Ce permis devait permettre à la société de continuer l’exploitation et l’extension de son «complexe sportif et événementiel», composé de trois salles: le Palais des sports lui-même, la Lotto Arena et l’Hospitality Center.

La Haute juridiction justifie sa décision par des problèmes de stationnement. Le Sportpaleis peut cependant poursuivre pour l’instant les activités planifiées, précise Joke Schauvliege dans un communiqué.

Les gestionnaires retombent maintenant sous le coup du permis d’environnement qui avait été délivré par la Province en mars 2013 et pour lequel une procédure de recours est donc rouverte. Mais celle-ci n’est pas suspensive car elle émane de riverains, précise un porte-parole de la ministre.

Cette procédure implique que Joke Schauvliege sollicitera l’avis de différentes instances, avant de prendre une décision.

La province d’Anvers avait accordé un permis d’environnement en mars 2013, mais cette décision avait fait l’objet d’un recours. La ministre avait octroyé ce permis en juillet 2014, mais là encore un recours avait été introduit.

Une condition qui n’est pas respectée?

Dans son arrêt, le Conseil d’État relève que «le plan régional d’exécution spatiale impose à l’exploitant du Sportpaleis de répondre pour chaque événement aux besoins en matière de stationnement sur les ‘terrains se trouvant à la disposition exclusive de l’exploitant pendant toute la durée de l’événement’«. Or, il estime qu’il «ne ressort pas suffisamment de la motivation du permis d’environnement que (cette) condition […] est respectée».

Le problème du stationnement est soulevé depuis longtemps par le PVDA anversois (pendant flamand du PTB).

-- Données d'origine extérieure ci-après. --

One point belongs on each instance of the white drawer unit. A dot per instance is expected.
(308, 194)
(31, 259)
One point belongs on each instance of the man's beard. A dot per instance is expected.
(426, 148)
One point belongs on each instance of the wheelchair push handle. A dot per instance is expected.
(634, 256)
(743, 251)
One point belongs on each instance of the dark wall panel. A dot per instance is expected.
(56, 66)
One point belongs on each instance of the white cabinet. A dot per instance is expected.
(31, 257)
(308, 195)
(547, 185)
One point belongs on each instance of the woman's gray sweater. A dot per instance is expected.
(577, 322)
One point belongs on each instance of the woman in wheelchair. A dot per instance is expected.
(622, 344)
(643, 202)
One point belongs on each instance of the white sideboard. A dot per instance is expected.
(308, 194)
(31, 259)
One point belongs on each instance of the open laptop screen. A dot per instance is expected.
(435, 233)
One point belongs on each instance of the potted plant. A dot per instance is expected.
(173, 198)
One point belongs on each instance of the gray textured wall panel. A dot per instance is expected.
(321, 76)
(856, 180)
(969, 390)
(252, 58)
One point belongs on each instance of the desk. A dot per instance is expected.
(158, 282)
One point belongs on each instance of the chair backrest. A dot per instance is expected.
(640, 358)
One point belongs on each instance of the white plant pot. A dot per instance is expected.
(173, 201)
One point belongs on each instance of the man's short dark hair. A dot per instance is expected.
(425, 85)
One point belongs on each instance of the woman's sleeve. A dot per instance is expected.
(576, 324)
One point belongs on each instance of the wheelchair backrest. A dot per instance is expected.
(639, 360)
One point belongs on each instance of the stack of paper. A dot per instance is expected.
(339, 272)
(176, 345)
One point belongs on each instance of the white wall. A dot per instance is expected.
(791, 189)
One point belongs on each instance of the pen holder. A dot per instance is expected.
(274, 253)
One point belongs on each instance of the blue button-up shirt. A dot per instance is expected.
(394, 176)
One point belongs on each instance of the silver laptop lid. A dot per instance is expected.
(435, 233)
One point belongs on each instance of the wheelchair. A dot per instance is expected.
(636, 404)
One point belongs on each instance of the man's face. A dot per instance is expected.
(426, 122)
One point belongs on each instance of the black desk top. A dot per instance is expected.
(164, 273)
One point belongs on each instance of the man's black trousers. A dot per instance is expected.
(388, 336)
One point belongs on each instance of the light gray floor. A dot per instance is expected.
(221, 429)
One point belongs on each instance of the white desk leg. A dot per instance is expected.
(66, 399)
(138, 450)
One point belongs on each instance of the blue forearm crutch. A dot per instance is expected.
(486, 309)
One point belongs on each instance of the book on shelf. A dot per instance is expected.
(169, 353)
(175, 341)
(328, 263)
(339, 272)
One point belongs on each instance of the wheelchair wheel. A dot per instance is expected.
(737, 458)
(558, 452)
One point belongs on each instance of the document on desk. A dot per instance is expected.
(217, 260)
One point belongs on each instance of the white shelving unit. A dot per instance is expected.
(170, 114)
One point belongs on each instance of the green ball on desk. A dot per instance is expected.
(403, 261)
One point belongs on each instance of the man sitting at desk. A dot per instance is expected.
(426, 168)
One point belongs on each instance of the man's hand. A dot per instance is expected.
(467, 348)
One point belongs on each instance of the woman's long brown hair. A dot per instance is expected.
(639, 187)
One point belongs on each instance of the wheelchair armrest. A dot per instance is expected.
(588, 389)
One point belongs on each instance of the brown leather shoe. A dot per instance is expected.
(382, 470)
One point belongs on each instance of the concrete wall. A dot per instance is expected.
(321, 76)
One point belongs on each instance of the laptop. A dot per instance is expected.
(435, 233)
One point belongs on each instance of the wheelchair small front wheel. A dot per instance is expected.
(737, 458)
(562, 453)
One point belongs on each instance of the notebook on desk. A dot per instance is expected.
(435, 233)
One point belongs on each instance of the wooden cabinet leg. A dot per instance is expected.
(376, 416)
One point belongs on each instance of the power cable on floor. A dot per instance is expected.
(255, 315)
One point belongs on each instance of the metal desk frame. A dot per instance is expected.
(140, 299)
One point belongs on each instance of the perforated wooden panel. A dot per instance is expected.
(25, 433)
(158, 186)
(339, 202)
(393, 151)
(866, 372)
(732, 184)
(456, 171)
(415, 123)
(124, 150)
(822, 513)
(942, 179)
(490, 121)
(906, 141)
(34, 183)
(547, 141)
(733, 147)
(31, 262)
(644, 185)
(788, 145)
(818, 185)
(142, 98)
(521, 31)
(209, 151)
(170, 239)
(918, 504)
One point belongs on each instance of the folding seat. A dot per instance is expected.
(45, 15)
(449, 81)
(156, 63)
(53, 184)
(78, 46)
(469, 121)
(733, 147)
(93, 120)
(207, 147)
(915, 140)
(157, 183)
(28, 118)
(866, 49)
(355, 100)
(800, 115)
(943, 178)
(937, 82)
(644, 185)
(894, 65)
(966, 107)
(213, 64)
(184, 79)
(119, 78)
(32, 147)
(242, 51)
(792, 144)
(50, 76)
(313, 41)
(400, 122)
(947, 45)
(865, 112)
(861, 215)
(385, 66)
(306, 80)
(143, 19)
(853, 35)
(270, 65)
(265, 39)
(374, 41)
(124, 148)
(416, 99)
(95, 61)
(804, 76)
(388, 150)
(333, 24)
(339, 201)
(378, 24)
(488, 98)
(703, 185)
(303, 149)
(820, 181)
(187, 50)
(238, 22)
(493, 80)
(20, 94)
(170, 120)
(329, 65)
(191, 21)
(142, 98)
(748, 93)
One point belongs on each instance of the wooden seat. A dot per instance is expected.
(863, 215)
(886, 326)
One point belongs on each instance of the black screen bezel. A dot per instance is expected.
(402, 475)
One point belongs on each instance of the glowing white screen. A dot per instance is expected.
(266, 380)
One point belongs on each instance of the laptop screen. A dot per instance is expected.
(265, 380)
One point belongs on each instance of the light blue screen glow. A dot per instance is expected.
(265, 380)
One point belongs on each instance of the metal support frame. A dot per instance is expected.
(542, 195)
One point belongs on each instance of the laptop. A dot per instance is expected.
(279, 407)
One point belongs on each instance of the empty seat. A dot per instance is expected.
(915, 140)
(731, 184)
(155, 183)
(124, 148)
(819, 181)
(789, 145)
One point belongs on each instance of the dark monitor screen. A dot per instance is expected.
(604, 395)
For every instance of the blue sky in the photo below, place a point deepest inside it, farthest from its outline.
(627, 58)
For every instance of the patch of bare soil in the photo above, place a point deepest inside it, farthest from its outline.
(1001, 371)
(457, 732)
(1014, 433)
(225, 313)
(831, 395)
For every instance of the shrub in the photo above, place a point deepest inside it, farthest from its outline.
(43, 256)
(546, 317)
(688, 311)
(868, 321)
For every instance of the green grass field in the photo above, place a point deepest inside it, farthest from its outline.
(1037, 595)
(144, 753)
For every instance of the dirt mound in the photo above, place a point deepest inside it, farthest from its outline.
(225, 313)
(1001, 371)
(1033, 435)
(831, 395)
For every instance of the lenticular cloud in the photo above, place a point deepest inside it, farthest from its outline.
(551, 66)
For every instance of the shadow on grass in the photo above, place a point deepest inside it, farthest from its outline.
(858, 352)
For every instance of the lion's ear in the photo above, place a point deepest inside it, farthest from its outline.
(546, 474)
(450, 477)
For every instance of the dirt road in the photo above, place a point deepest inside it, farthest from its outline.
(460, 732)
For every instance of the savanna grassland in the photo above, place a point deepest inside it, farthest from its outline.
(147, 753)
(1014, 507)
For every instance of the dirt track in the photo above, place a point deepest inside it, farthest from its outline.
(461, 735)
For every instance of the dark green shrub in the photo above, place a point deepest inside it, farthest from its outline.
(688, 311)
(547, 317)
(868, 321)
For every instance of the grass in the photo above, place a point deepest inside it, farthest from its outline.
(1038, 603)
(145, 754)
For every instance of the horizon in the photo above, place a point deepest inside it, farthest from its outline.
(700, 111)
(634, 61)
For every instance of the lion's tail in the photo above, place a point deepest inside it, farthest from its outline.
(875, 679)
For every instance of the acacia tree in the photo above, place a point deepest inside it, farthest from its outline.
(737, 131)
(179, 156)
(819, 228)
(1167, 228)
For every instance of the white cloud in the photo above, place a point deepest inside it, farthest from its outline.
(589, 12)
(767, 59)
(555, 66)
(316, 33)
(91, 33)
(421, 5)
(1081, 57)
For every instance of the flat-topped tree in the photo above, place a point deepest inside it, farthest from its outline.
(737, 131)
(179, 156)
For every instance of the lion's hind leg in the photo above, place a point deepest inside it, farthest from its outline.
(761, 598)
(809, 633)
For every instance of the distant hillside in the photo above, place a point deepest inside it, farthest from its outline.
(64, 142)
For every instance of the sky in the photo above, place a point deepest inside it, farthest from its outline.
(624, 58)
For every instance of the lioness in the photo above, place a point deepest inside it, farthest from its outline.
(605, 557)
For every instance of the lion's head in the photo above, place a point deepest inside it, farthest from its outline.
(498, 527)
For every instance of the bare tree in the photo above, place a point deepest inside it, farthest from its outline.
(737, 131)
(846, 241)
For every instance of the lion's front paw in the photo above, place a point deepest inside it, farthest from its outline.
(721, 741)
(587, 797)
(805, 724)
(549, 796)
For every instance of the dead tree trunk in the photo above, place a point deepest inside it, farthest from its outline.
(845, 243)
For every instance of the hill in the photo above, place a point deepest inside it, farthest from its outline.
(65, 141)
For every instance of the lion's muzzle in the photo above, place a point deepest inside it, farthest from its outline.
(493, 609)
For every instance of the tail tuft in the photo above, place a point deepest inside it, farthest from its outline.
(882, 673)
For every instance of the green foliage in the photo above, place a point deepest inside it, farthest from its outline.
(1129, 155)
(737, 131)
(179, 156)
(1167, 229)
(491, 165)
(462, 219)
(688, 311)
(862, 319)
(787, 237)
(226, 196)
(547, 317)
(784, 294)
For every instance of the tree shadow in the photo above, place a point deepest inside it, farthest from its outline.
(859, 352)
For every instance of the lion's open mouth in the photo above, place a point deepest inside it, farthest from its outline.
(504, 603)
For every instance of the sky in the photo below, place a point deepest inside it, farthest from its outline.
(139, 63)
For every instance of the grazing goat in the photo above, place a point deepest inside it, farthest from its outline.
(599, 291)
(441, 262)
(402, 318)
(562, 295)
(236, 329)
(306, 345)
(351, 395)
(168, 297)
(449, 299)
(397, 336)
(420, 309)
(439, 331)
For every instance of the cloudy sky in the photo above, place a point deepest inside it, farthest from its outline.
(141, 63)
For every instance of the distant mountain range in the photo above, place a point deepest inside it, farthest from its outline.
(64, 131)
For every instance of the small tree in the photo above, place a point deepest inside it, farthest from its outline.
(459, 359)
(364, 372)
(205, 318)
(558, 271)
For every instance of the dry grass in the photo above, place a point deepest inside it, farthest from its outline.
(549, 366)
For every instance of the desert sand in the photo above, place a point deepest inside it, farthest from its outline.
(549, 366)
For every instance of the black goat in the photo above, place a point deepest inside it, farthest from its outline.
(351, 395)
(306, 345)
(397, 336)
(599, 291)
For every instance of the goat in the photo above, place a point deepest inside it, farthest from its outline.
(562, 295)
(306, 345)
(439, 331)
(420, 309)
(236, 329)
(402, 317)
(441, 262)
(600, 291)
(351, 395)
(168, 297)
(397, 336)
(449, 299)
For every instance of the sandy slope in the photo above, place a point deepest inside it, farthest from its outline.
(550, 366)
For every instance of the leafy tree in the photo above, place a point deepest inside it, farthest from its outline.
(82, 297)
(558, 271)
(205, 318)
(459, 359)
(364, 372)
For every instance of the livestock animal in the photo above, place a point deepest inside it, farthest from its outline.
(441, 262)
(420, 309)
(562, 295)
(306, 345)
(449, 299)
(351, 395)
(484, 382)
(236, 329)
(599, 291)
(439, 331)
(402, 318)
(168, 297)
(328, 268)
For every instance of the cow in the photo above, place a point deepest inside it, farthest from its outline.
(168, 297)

«Le Sportpaleis et la Lotto Arena ne doivent pas immédiatement fermer leurs portes», réagissent jeudi par voie de communiqué les gestionnaires. Ils soulignent que cette décision n’a pas d’effet suspensif. «La ministre a maintenant six mois pour parvenir à une nouvelle décision.»

Pour Jan Vereecke, l’un des dirigeants du Sportpaleis, l’arrêt signifie que ce dernier ne pourra plus prendre en compte pour le permis d’environnement les places de parking sur le domaine public.

Promouvoir les transports en commun

Il rappelle que le groupe déploie depuis des années des efforts pour favoriser l’accès des visiteurs en transport en commun. «Et nous continuerons. Nous sommes toujours engagés à réduire notre impact sur la circulation.»

Les exploitants se réuniront pour envisager la suite. Quelques pistes sont lancées, comme ne pas utiliser en même temps le Sportpaleis et la Lotto Arena pour certains événements, ou de travailler avec une capacité réduite.

Ils se disent également surpris de la décision du conseil d’État, qui n’a pas suivi l’avis de son auditeur.

Le demandeur, pour sa part, a réagi très positivement à l’annonce «surprise», a indiqué son avocat Simon Van Damme. «L’affaire a été plaidée en juin de l’année dernière. C’est donc un peu inattendu, mais une confirmation pour mon client que la pression sur le stationnement était devenue insoutenable en tant qu’habitant du quartier, étant donné que le Palais des sports lui-même manque de places de parking.»

L’affaire a été portée par Chris Stappaerts, un citoyen qui milite activement contre les nuisances provoquées par le complexe sur le voisinage. Il espère maintenant que le Sportpaleis investira en faveur d’une plus grande capacité de stationnement.